One other possibility is that “we” are anyone who can look back and laugh. Wanting “to save poetry” is hilarious, we agree. The next line is
because everyone laughed at us
It’s no fun explaining a joke, but still I ask Anderson to humor me. He goes on: “I have some distance from that feeling of being just on the forefront, of doing the coolest thing that’s ever been done. Every generation thinks they’re the one, everyone who stumbles into the basement rock show feels they’re the one” who is going to save poetry.
That word “save” has a particular weight, too--economic, theological, and aesthetic. In the midst of laughing at ourselves, sometimes poets and readers of poetry do get concerned that “poetry is not reaching out and grabbing people.”

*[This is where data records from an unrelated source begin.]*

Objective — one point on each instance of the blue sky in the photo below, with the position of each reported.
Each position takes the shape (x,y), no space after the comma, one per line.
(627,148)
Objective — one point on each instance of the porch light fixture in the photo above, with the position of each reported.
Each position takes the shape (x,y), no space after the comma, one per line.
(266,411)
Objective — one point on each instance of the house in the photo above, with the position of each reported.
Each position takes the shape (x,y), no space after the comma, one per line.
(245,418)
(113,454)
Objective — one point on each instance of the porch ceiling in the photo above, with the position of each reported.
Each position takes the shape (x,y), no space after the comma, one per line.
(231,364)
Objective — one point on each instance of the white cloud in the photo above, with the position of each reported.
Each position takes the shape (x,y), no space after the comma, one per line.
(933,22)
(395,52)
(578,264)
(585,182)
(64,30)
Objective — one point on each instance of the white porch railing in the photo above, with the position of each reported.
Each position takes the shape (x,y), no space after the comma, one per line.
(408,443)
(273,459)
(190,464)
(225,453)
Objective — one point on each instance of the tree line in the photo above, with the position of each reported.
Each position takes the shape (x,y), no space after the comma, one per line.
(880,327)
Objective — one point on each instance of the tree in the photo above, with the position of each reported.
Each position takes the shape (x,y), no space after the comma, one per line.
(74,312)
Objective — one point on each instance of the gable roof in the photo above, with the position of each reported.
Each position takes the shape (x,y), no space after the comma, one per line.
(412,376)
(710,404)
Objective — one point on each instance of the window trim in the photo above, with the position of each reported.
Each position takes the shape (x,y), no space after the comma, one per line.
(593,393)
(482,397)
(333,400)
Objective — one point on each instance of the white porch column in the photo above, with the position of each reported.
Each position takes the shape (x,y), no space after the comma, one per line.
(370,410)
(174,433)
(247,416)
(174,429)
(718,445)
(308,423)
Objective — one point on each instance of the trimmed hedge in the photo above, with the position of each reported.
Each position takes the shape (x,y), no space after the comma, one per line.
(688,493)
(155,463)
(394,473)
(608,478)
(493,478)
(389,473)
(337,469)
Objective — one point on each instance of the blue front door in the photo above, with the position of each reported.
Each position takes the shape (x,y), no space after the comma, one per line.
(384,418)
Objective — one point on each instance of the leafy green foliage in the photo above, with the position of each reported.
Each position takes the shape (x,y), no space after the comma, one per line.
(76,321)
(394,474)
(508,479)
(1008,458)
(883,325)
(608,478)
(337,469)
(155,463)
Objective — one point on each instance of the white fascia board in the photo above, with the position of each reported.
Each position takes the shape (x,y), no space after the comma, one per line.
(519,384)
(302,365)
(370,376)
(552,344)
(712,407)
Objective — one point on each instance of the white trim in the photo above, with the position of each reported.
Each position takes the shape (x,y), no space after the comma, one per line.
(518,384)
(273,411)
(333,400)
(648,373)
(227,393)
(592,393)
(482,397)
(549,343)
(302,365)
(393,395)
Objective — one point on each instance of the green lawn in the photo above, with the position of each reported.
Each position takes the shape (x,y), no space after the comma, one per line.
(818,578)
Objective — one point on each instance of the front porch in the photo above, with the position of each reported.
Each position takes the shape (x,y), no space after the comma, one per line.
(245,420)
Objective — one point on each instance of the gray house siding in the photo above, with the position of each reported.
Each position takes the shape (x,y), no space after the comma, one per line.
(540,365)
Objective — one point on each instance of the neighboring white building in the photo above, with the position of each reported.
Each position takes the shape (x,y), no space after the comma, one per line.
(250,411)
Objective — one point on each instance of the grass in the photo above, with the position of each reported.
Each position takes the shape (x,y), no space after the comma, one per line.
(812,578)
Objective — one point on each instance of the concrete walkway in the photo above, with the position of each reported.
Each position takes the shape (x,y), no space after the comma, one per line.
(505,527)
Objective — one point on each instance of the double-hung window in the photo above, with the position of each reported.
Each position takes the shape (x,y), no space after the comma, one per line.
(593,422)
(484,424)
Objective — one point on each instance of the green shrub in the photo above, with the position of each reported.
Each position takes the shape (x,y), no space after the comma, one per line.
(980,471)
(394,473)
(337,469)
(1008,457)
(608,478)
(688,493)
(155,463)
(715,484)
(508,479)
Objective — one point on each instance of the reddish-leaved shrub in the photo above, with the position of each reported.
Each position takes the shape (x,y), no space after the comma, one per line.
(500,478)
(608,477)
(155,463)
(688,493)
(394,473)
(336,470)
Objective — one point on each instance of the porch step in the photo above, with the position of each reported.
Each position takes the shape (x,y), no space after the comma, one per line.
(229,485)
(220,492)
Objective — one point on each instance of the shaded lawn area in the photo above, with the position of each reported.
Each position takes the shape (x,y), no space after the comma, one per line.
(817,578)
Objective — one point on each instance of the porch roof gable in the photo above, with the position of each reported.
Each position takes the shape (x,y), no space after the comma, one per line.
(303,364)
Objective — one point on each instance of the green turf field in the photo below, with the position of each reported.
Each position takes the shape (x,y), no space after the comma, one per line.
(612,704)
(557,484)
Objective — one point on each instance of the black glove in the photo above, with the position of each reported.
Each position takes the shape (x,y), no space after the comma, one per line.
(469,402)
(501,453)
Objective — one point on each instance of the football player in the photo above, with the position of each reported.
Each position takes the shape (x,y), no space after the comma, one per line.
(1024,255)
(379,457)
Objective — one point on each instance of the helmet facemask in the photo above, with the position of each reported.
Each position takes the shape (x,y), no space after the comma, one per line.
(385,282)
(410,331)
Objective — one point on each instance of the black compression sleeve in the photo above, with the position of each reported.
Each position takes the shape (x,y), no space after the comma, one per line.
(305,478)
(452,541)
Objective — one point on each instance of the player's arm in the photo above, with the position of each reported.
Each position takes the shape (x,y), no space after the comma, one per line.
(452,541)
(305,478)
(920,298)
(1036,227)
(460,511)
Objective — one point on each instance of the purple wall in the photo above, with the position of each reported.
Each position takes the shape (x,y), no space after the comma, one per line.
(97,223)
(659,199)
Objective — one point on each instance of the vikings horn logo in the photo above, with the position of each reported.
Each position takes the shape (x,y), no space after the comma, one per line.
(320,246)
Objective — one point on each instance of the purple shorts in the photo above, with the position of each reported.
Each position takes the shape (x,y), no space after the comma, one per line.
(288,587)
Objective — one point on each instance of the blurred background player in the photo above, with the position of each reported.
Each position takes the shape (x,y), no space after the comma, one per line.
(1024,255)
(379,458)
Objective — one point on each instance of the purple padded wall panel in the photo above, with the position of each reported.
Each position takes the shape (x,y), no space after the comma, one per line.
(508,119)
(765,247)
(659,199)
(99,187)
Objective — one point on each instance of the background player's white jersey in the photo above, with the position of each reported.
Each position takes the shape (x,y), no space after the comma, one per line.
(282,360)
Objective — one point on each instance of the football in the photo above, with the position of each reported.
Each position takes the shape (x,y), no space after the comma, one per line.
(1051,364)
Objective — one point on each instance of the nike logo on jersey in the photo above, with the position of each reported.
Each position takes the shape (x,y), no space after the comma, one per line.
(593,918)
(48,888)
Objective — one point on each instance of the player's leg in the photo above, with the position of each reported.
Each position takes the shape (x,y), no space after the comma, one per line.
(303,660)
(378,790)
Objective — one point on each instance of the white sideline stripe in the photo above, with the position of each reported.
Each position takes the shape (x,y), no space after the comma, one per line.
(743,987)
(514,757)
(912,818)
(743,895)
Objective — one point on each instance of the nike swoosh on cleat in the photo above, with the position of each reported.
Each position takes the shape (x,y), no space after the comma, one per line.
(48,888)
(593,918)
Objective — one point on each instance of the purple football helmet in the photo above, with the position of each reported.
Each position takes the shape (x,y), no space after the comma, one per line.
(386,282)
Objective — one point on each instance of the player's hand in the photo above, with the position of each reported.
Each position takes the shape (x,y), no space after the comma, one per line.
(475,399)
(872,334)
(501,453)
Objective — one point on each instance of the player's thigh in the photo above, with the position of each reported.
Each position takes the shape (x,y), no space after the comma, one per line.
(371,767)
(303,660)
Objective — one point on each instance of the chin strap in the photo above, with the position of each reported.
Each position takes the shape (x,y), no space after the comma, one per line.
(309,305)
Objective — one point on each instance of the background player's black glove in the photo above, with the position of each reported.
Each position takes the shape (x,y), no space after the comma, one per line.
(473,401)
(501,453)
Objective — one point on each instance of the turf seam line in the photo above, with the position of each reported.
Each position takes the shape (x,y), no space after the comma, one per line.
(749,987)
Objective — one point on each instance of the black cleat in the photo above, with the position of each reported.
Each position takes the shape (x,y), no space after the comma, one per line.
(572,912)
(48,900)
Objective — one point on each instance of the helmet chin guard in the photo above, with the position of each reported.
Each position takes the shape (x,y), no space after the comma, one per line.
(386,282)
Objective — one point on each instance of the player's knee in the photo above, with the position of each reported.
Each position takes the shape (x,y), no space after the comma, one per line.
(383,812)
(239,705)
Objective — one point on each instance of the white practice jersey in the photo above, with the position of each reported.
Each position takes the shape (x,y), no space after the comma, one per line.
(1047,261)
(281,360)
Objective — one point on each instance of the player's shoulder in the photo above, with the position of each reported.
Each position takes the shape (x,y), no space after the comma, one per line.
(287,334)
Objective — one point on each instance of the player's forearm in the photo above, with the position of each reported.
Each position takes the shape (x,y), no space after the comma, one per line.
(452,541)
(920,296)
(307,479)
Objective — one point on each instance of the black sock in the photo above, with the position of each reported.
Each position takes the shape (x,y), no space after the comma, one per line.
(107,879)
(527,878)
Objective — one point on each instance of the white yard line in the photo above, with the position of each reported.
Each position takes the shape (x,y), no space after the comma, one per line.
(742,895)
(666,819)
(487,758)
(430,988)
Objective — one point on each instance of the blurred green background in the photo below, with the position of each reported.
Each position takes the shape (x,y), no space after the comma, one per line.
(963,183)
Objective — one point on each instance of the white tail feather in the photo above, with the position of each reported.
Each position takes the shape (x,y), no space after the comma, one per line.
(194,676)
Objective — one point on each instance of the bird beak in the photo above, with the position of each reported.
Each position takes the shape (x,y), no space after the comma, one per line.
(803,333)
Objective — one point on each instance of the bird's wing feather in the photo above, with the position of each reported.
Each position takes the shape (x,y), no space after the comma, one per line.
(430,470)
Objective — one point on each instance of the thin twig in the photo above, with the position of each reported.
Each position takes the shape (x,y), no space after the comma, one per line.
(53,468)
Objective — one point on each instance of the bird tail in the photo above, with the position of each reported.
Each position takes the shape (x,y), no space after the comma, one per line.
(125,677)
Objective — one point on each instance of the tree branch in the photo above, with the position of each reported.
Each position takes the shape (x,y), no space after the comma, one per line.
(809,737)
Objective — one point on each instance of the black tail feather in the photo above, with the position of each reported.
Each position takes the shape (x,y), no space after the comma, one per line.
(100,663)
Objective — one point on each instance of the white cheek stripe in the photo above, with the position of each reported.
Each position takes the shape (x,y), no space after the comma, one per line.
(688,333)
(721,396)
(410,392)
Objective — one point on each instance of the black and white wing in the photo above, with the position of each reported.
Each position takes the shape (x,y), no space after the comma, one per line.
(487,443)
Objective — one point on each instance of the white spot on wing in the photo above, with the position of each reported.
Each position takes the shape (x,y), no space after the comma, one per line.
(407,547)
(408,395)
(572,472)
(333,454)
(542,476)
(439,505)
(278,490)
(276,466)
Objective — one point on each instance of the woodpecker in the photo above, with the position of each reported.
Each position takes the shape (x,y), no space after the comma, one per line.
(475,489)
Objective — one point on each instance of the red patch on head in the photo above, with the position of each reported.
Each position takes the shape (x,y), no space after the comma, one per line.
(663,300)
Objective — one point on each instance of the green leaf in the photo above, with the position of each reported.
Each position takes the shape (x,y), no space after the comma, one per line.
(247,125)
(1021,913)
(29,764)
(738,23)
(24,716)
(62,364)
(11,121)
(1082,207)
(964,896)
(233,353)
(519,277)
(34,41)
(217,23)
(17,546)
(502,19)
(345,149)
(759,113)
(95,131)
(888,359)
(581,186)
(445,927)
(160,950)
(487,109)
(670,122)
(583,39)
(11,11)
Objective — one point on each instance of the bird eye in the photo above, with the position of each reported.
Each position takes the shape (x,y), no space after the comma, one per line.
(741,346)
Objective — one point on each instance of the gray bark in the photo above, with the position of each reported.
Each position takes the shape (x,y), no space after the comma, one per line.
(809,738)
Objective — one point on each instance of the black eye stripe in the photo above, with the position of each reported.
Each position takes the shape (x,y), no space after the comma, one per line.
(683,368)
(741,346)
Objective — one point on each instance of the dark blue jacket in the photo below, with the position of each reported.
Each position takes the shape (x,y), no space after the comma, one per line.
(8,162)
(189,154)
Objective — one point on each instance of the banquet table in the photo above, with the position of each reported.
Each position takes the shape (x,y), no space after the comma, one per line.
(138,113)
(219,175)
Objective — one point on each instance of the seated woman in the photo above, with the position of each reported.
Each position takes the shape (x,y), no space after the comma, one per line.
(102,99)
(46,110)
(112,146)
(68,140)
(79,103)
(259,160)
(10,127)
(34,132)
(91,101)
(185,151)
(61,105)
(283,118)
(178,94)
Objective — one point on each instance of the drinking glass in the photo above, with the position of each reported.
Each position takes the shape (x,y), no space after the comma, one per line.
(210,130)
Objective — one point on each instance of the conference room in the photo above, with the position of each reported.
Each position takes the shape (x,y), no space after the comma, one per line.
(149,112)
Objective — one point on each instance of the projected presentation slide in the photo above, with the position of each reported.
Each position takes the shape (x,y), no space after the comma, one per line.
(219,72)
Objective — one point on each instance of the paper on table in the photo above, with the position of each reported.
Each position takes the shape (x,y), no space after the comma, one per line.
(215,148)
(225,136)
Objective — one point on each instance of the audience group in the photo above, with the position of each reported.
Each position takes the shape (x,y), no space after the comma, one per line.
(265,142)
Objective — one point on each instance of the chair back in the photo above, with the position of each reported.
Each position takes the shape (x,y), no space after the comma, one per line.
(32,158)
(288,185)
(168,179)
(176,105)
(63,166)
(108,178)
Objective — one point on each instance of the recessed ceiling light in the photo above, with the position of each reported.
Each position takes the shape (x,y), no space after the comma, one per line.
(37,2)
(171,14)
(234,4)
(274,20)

Can poetry grab you in a classroom, or from the bottom shelf of a library? Or must it be down in a basement or out on a patio? Must poetry come as a discovery in the world?
“Huge personal engagement to an art form,” Anderson believes, comes with “feeling that there are stakes for you with an art.” Commonly it’s music that moves people this way, more so than poetry, he suggests. Music--whether mainstream, indie, or classical--moves us, and it makes sense that poetry, which we hear like music, only less often, would do the same, only less often.
If the only experience we had of music was reading sheet notation in school, people probably wouldn’t be as excited about it.
“We tend to try to form our identity counter to who we’re supposed to be at school or at work, but this is not to say there aren’t seeds from those places,” Anderson says. Part of what he does now is visiting schools and colleges, talking, performing, organizing and spreading the word.